A cross-encoder reranker that looks instant on a laptop — 40 ms for ten candidates — turns into a 2.3-second wait when you hand it the top 100 chunks from a real production index and run it on a CPU box. That gap is where demos die. If you are seeing rag reranker latency production numbers drift from “fast enough” to “the CFO is tapping the table”, the cause is almost always the same: you moved from toy traffic to real traffic and never re-measured the reranker under the load that actually matters.

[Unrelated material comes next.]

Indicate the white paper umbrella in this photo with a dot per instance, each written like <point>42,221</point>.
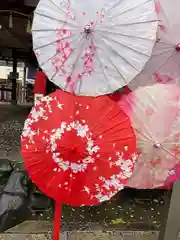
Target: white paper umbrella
<point>164,64</point>
<point>93,47</point>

This is a walk through the levers that move reranker latency, the ones that don’t, and the specific configuration choices that keep a two-stage retriever responsive when the candidate set grows. The examples use bge-reranker-v2-m3, Cohere Rerank 3, and sentence-transformers cross-encoders because those are the three stacks most teams actually ship.
Why the reranker is almost always the bottleneck
A typical RAG request has four serial stages: embed the query, retrieve top-k from the vector index, rerank, then generate. Embedding the query is sub-10 ms with a small model. ANN retrieval against a million-vector HNSW index is usually 5–20 ms. Generation streams, so first-token latency hides behind the user reading. The reranker, sitting in the middle, is the only stage that scales linearly with k and is not streamed. It pays the full cost before the LLM sees a single token.
The math is unforgiving. A cross-encoder scores (query, passage) pairs one at a time. If your reranker processes 8 pairs per batch and you hand it 100 candidates, you are running 13 forward passes sequentially. On a cold CPU, bge-reranker-v2-m3 at max_length 512 lands around 120–180 ms per batch. Thirteen batches is 1.5–2.3 seconds before the LLM is even prompted. That is the number people discover the first time they demo against production data instead of a curated fixture.

The benchmark chart shows the same reranker model plotted against candidate-set size from 10 to 200 passages. The CPU line is roughly linear and crosses the one-second mark somewhere between 60 and 80 candidates. The GPU line (a single T4) stays under 250 ms even at 200 candidates because batched matrix multiplies on a GPU are essentially free until you saturate VRAM. The gap between the two lines at k=100 is the entire story of why teams panic in week six of a pilot: the dev laptop had an M-series chip with accelerated inference, and the staging VM does not.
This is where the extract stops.